L’attentat de Piazza Fontana révèle l’existence de connivences entre des secteurs de l’appareil d’État et les mouvements néofascistes (Ordine Nuovo, Avanguardia Nazionale). Pour l’opinion de gauche, il existe une menace néofasciste qui suscite un antifascisme militant à l’extrême-gauche, (avec par exemple le slogan « tuer un fasciste n’est pas un crime »). Le passage d’un antifascisme militant vers la lutte armée et le terrorisme ne procède cependant d’aucun automatisme.

Le dernier chapitre de l’ouvrage est spécifiquement consacré aux années 1970, les « années de plomb ». Jusqu’en 1974, la violence terroriste fut d’abord le fait des mouvements néofascistes. A partir de cette date, le problème central devient celui du terrorisme de gauche.

Les forces de l’ordre reviennent dans la décennie 70 au mode répressif des années 50, même si l’usage des armes à feu demeure occasionnel. Ce choix d’une politique de confrontation a provoqué la mort de 19 personnes entre 1970 et 1979. L’agressivité croissante des cortèges, l’emploi de cocktails molotovs puis d’armes à feu à partir de 1977, précipitent l’introduction de nouvelles techniques de maintien de l’ordre.

En France, le ministre de l’intérieur Raymond Marcellin, réactive la loi du 10 janvier 1936 autorisant la dissolution des ligues. En 1970, la loi « anti-casseurs » est votée, elle lui permet de frapper la Gauche prolétarienne. En Italie, les organisations de la gauche extra-parlementaire ne sont pas dissoutes même si l’État y a un temps songé. Il recule sous la pression de la police qui craint un risque de basculement dans la clandestinité.

L’auteur compare ensuite le rapport à la violence de certains de ces mouvements.

Potere Operaio était organisé comme l’avant-garde du prolétariat sur le modèle léniniste, avec en son sein, un mouvement clandestin, le FARO. On retrouve le même type d’organisation chez Autonomie ouvrière après la dissolution de Potere Operaio en 1973. La militarisation des actions politiques menées par ces deux organisations conduisent le plus souvent à transformer la violence des cortèges en une violence offensive contre des cibles sensible. La trajectoire de Lotta Continua (LC), organisation la plus importante a l’extrême-gauche, a été différente. Lotta Continua avait un mode d’organisation très éloigné du modèle léniniste de Potere Operaio. Elle connaît une militarisation forte à partir de 1972, mais entre 1973 et 1974, LC s’oppose à l’option clandestine des Brigades Rouges (BR). Après la dissolution de l’organisation, le journal Lotta continua s’oppose à la lutte armée. Au moment de l’affaire Moro en 1978, le journal se définit comme « ni avec l’État ni avec les BR ».

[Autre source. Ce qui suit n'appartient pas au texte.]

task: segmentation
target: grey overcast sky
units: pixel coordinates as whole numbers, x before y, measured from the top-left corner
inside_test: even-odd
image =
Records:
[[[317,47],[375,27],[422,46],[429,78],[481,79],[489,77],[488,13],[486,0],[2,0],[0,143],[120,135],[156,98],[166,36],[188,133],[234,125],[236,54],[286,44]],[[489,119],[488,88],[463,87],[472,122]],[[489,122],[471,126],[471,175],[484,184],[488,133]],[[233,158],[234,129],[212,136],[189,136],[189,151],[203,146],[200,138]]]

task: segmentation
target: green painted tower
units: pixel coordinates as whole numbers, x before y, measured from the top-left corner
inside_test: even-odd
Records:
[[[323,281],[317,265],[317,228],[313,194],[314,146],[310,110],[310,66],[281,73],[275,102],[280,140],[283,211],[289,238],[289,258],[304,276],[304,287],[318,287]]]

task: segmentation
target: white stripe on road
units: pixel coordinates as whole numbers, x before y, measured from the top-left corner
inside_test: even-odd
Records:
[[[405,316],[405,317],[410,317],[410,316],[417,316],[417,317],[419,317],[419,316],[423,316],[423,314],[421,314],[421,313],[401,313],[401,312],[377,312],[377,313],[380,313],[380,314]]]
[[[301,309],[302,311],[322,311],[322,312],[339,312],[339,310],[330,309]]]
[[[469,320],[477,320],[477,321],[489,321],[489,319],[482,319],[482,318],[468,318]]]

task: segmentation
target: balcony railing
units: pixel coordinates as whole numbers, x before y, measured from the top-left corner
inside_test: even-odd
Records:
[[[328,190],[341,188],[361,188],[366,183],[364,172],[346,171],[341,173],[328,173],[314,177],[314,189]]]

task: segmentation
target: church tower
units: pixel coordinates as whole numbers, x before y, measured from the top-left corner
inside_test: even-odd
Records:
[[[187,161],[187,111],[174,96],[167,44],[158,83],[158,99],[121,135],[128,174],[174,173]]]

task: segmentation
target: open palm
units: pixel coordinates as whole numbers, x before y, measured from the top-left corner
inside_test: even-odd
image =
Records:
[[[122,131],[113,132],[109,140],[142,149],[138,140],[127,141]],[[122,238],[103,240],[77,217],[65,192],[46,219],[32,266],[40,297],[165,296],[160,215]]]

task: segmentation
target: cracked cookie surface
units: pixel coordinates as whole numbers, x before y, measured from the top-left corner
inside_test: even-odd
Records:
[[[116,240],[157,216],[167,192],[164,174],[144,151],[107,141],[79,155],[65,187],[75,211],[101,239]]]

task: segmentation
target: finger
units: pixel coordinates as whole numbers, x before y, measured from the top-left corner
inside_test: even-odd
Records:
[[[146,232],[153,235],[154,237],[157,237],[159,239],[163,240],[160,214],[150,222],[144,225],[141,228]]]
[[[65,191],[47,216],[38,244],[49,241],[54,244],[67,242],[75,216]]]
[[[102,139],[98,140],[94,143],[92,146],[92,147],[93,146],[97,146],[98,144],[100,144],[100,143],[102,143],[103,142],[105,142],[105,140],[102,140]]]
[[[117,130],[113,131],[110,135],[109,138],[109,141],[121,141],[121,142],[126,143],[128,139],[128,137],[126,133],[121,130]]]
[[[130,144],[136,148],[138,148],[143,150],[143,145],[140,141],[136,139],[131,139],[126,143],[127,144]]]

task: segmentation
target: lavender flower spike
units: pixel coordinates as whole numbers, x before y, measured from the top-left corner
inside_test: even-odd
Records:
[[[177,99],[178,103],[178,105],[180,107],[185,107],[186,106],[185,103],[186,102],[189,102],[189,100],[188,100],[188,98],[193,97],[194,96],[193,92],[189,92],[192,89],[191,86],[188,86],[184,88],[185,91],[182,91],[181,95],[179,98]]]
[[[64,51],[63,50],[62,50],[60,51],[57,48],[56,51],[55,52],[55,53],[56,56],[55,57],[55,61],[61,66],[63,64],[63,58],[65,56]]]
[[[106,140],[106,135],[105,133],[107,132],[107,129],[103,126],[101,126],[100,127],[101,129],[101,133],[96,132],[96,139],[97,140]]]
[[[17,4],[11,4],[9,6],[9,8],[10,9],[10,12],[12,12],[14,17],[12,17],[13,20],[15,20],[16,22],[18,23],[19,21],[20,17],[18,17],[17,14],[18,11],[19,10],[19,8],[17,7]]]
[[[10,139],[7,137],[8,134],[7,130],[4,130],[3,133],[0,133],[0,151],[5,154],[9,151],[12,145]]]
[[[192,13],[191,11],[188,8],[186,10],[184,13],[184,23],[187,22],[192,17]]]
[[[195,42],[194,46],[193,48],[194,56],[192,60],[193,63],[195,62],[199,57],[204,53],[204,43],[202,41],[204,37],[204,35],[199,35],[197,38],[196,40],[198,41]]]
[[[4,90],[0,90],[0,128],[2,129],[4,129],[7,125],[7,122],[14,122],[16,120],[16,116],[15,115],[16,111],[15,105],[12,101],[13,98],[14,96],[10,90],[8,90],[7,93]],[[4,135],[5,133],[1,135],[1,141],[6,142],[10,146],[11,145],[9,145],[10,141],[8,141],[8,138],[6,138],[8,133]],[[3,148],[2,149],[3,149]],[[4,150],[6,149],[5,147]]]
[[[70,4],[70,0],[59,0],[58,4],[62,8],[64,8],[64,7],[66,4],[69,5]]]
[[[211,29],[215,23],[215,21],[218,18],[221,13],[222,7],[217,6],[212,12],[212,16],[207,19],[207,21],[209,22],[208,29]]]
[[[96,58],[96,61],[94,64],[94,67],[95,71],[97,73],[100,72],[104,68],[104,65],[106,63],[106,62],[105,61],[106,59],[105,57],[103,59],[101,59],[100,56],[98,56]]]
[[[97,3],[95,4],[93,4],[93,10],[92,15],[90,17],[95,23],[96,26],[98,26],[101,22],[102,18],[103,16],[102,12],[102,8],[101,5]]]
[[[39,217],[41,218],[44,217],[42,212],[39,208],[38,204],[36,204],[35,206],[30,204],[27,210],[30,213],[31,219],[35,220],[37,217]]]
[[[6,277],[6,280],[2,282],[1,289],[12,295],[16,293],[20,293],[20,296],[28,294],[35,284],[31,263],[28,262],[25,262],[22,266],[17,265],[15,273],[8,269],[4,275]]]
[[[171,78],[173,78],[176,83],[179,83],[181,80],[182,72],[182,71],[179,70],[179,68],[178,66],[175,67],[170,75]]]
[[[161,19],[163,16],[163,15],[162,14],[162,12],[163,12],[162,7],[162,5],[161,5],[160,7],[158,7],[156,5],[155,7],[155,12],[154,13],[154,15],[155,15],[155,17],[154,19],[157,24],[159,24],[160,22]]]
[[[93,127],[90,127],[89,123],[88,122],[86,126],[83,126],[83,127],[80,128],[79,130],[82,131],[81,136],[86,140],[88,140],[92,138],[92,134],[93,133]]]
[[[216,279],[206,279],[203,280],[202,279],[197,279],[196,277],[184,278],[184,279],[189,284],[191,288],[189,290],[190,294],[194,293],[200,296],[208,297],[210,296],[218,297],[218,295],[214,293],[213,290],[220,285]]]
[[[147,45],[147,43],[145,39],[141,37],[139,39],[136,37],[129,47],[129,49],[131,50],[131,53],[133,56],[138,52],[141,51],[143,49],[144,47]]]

De leur naissance jusqu’en 1972, les actions des BR sont assez similaires à celle des autres groupes. A partir de l’enlèvement des dirigeants de la Sit Siemens en 1972, les principaux membres des BR sont arrêtés. Mais, l’organisation renaît de ses cendres, se réorganise, attire de nombreux nouveaux militants et décide de porter « l’attaque au coeur de l’État  ». Cette capacité à surmonter de graves revers est aussi une particularité du terrorisme de gauche italien.

L’ouvrage de Marco Grispigni est un livre engagé dans lequel l’auteur défend ses thèses et analyses avec conviction, souvent avec persuasion. On peut toutefois regretter l’absence d’une véritable conclusion. La bibliographie, très largement basée sur des ouvrages en italien, est indiquée dans les notes de bas de page. Une bibliographie en fin d’ouvrage, thématique ou par chapitre, aurait été la bienvenue. Enfin, s’il tente d’offrir une vision globale de la question traitée, l’ouvrage nécessite pour le lecteur français d’avoir une assez bonne connaissance du contexte politique italien des années 1960 et 1970. Ce livre n’en demeure pas moins très intéressant et agréable à lire. Il propose des pistes de réflexion intéressantes et originales. Dans la profusion des livres publiés en France pour l’anniversaire des évènements de 1968, il permet de décentrer notre point de vue. En s’appuyant sur une analyse comparative, trop rarement menée, il revient de façon convaincante, sur le caractère politique de la violence des ces « années de plomb ».